Une collectivité très urbaine avec l’empereur de la sanisette
Difficile de se séparer après une union de près de 40 ans. Lancée en 2005, la procédure de renouvellement du mobilier urbain de Marseille et de 14 autres communes de la communauté urbaine Marseille Provence Métropole (MPM) est toujours au point mort (1). Particulièrement tatillonne, MPM en est à son cinquième appel d’offre (2) ! Il lui manque toujours un abribus quelque part…
Voté le 17 décembre 2007 (le précédent datait de juin de la même année), il n’a d’ailleurs toujours pas été lancé.

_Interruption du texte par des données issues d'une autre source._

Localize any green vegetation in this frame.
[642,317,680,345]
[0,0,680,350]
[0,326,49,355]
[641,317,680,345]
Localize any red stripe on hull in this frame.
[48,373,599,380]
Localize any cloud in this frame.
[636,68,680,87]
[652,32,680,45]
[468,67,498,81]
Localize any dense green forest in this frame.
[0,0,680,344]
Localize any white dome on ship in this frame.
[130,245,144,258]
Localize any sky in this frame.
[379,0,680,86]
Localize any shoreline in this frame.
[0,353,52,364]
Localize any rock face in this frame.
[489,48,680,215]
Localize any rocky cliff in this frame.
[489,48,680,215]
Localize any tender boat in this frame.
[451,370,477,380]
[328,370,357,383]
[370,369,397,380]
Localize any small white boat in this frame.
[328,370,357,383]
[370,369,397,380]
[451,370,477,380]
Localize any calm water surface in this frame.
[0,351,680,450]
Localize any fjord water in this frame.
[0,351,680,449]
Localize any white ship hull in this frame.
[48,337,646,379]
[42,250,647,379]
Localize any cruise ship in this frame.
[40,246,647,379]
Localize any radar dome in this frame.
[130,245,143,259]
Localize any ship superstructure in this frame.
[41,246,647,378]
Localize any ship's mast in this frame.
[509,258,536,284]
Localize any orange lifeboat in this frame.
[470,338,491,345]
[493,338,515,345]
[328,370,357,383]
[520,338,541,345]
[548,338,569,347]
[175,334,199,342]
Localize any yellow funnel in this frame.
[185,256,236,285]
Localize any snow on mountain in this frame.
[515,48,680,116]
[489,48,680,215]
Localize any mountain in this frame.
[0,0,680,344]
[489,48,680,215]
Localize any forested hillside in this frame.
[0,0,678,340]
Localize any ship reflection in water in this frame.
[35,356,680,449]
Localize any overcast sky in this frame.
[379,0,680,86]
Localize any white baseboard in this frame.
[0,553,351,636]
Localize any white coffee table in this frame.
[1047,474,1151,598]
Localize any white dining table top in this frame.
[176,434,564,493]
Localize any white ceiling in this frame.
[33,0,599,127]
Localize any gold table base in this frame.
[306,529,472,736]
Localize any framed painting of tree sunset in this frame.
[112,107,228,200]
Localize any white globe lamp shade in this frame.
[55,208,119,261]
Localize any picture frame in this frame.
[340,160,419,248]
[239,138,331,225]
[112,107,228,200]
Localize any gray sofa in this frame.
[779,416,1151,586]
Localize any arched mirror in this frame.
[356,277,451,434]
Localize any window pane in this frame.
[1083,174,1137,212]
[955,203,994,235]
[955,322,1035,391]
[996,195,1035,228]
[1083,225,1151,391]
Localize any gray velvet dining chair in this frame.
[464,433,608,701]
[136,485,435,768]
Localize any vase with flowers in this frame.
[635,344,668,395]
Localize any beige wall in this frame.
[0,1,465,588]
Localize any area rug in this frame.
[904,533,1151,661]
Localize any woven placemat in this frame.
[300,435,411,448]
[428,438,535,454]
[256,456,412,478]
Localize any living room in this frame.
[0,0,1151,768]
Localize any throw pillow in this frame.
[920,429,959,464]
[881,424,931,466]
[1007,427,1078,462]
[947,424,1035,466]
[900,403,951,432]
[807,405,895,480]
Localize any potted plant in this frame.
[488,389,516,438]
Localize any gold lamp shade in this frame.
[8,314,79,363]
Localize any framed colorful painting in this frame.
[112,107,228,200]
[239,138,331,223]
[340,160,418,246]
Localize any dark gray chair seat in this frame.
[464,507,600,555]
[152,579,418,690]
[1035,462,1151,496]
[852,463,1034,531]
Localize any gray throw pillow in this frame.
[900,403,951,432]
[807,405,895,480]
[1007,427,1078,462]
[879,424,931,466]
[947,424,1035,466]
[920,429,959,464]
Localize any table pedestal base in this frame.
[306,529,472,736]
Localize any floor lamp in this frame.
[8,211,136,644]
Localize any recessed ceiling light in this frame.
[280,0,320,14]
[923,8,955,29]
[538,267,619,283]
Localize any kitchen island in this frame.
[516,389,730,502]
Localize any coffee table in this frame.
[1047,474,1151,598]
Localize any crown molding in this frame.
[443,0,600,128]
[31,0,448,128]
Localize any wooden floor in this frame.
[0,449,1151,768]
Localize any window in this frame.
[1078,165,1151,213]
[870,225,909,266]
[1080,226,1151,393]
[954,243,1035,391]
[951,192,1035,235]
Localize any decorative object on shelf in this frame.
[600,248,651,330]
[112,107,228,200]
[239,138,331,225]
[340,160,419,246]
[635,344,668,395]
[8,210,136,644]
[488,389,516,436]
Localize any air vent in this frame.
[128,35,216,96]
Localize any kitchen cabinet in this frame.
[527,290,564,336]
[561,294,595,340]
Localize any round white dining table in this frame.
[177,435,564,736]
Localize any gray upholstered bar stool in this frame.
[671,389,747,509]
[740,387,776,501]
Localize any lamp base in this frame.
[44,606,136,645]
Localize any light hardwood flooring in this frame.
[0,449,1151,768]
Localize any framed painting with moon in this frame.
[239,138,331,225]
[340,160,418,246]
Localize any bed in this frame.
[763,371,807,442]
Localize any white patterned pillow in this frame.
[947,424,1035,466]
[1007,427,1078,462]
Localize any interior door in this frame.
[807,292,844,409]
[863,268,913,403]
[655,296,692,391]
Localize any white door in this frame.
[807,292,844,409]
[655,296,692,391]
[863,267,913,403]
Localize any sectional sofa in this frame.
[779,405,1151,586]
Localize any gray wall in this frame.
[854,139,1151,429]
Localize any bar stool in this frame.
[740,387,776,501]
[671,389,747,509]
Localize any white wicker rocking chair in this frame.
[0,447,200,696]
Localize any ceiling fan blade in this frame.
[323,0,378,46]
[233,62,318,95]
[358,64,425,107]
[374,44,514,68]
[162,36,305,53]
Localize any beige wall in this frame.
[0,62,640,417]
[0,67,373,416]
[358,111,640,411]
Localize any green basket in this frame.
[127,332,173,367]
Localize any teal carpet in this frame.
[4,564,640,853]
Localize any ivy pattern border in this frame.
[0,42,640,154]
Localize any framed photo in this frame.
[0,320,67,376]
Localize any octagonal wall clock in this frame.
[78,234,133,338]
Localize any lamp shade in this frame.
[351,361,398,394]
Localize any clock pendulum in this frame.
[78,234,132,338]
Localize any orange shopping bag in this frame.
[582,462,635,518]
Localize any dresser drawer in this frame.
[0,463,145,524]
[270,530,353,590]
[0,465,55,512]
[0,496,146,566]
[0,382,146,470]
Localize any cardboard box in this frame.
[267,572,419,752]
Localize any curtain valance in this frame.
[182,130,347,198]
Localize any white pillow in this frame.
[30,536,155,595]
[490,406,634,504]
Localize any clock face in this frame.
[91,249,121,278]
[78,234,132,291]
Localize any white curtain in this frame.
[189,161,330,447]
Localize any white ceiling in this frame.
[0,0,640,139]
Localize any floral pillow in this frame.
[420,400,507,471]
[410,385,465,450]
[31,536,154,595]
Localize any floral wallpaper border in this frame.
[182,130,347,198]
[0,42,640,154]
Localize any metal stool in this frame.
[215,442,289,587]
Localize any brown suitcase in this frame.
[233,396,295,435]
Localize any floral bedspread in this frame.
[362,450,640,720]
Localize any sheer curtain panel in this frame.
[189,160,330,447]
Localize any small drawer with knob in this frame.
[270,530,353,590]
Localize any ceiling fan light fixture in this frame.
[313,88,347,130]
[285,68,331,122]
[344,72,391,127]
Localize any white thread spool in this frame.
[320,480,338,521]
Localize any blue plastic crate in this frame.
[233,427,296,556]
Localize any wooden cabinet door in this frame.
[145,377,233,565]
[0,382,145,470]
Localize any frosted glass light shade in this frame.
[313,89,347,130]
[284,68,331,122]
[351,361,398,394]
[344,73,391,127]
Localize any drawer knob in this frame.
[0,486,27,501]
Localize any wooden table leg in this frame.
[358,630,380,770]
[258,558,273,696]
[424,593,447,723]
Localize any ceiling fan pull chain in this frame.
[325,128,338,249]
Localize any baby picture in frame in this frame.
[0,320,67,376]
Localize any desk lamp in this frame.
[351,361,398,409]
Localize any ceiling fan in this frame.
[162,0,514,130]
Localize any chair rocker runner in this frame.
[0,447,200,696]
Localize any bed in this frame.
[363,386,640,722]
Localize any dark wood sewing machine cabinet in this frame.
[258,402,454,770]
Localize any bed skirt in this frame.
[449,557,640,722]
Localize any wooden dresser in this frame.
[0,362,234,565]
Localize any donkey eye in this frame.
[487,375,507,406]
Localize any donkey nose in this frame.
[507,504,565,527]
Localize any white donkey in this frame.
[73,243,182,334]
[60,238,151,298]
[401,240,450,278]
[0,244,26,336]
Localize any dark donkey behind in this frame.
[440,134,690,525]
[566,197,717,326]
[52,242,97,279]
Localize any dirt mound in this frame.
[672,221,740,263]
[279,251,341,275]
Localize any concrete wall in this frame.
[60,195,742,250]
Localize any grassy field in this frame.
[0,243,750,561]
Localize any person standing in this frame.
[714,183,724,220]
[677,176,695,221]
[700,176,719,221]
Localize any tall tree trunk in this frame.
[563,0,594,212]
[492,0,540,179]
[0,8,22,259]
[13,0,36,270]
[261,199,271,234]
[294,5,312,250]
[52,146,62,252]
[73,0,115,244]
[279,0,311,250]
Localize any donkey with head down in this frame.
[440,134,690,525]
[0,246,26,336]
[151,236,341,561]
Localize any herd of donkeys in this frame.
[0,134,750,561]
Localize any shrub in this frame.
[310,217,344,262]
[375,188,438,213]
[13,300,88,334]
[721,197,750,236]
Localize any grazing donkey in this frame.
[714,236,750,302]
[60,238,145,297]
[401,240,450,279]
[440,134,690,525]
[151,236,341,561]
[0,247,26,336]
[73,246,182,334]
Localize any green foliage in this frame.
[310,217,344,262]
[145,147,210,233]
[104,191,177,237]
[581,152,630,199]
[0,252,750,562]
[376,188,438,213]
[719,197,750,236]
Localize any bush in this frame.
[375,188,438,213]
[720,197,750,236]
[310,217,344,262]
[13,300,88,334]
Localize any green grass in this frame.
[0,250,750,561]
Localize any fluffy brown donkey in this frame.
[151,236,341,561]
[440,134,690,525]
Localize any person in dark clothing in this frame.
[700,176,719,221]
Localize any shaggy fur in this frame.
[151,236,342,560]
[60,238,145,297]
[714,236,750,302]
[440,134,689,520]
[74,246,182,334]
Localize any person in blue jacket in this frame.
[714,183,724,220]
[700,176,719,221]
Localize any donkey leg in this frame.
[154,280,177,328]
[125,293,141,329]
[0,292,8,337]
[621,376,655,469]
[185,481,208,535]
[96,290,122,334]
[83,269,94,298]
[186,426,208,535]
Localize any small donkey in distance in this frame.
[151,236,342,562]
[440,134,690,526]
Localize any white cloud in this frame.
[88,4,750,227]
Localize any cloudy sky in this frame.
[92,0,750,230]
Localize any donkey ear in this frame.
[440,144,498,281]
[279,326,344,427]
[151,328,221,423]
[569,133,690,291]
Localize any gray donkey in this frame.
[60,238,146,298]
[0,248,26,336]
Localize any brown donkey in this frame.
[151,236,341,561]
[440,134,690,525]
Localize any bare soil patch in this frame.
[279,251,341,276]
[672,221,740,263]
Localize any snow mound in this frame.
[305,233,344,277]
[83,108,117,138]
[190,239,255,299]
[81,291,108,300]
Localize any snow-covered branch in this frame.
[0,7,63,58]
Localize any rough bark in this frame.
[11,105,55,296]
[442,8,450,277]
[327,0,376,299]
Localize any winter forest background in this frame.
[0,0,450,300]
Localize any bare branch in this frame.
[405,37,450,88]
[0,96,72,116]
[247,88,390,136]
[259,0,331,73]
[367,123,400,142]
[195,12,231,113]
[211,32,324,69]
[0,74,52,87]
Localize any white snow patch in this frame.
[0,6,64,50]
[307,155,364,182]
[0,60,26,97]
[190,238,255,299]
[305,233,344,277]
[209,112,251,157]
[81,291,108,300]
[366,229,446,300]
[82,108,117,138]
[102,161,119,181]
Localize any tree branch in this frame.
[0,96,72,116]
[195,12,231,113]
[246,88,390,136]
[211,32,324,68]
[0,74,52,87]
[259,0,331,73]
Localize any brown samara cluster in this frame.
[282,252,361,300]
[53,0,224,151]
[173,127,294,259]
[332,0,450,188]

Une situation particulièrement favorable à JC Decaux, l’actuel délégataire : lié par le contrat initial de 1969, le n°1 mondial du mobilier urbain ne débourse pour l’instant pas un kopeck. « A l’époque, on était plus dans un système de troc », explique Jean-Christophe Massé, assistant du groupe socialistes, verts, radicaux et apparentés de MPM. « En contrepartie de l’utilisation du domaine public [et aussi de la perception des recettes de la publicité installée, Ndlr], nous assurons la fourniture, l’installation et l’entretien du matériel. Sans compter les 90 relais Infos-service de l’affichage institutionnel », précise Franck Dizdarevic, directeur régional de JC Decaux. Ces prestations, toujours présentes dans les nouveaux marchés de mobilier urbain, sont en général complétées par une redevance sur l’occupation du domaine public calculée sur les recettes publicitaire perçues. Curieusement, pas à Marseille. Tant que l’appel d’offre ne sera pas pourvu, MPM ne touchera donc pas de revenus. Pour une collectivité surendettée et en manque de liquidité, c’est bien dommage. La situation fait fulminer François-Noël Bernardi, président sortant du groupe socialiste à MPM : « Alors que les vélos nous coûtent plus de 3 millions d’euros par an, avec des recettes qui rapportent peanuts (voir ci-dessus), JC Decaux ne paie toujours pas pour la publicité ! »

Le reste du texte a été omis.